The UK is facing the highest increase in insolvencies in 2019 and 2020 in Western Europe.
Our forecast points to a 10% rise in insolvencies this year, with and a 5% increase in 2020. This forecast is based on a meagre 1.4% expansion of the economy, which would put upward pressure on the number of business failures.
UK survey respondents offer trade credit to B2B customers more often than last year
Based on survey findings in the United Kingdom, respondents transacted 56.1% of the total value of their sales to B2B customers on credit (up from 38.6% last year). This compares to 60.4% for Western Europe. The increased use of trade credit in B2B transactions by UK businesses is primarily a reflection of the current economic and insolvency environment.

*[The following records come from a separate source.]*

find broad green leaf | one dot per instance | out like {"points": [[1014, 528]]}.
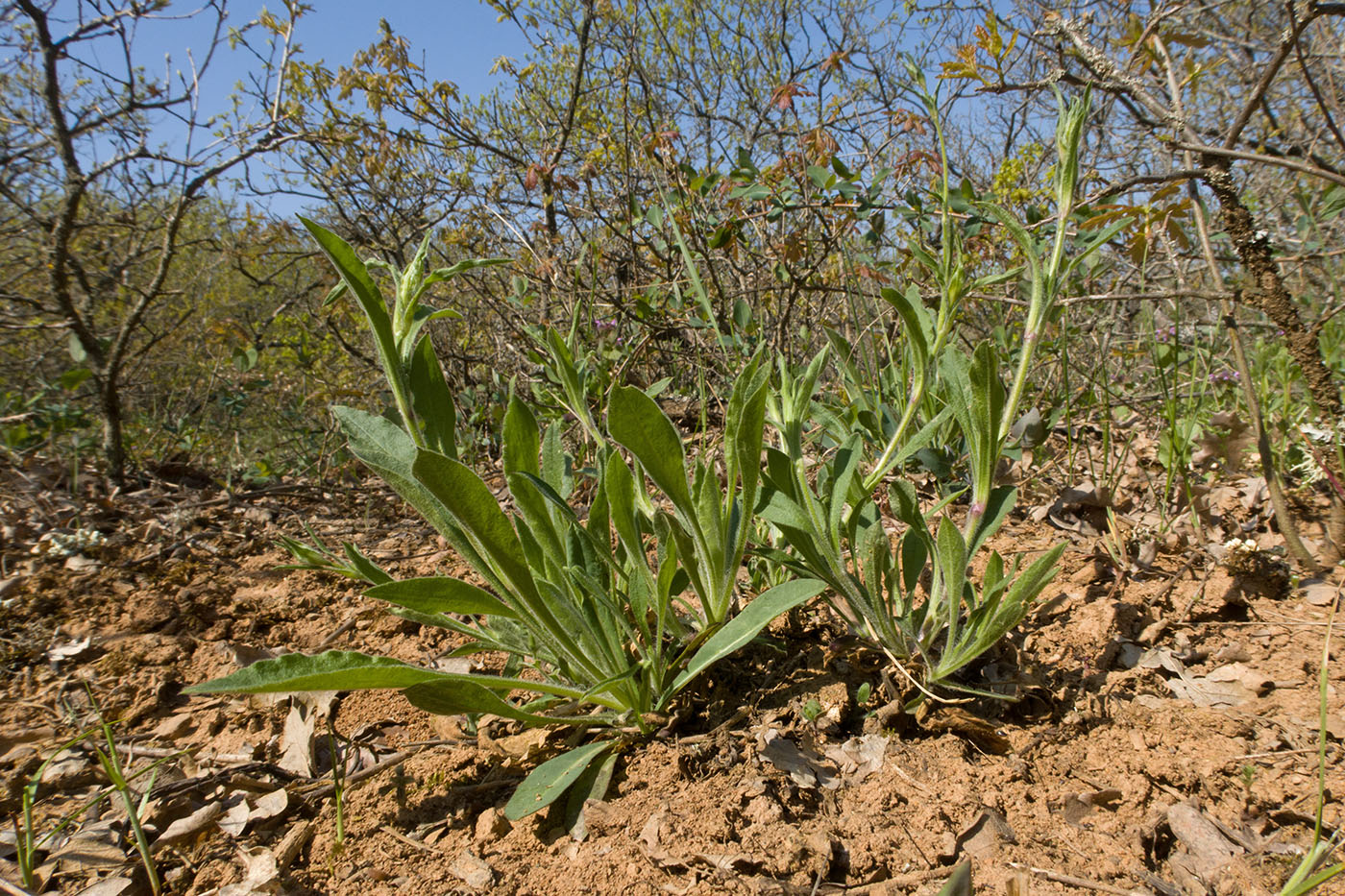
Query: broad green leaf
{"points": [[997, 509], [917, 318], [441, 594], [636, 422], [332, 670], [370, 570], [355, 276], [522, 440], [432, 401], [460, 695], [553, 778], [479, 516], [390, 452], [748, 623], [961, 882]]}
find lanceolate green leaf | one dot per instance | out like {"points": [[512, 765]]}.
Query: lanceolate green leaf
{"points": [[441, 594], [355, 276], [477, 514], [636, 422], [333, 670], [389, 451], [553, 778], [432, 401], [460, 695], [746, 624]]}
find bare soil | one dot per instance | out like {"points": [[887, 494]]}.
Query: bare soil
{"points": [[1162, 735]]}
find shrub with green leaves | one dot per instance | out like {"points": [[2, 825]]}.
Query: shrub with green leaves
{"points": [[915, 599], [602, 623]]}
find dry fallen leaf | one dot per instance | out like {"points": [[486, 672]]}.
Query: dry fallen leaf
{"points": [[184, 829], [804, 767], [473, 871], [261, 875]]}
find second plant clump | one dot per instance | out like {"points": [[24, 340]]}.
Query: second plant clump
{"points": [[608, 591]]}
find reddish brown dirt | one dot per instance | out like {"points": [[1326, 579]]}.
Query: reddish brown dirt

Suppliers interviewed in the UK are offering credit terms to increase and retain sales, and to provide B2B customers with short-term financing, during a period of liquidity constraints.
Average payment terms in the UK are shorter than last year
Average payment terms in the UK stand at 20 days from invoicing, down from 24 days last year and considerably lower than the 34 days average for Western Europe. UK survey respondents seem to be more reluctant to give B2B customers longer to pay invoices compared to one year ago. The reluctance is likely to be attributable to uncertainty over trade policy, higher global financial headwinds and the current economic situation. Which are also expected to cause a significant upsurge in business insolvencies in the UK (+10%) - amid rising labour costs and Brexit-related uncertainty. Longer payment timings could increase the risk of not being paid by customers on time, due to the expected worsening of payment practices over the coming months.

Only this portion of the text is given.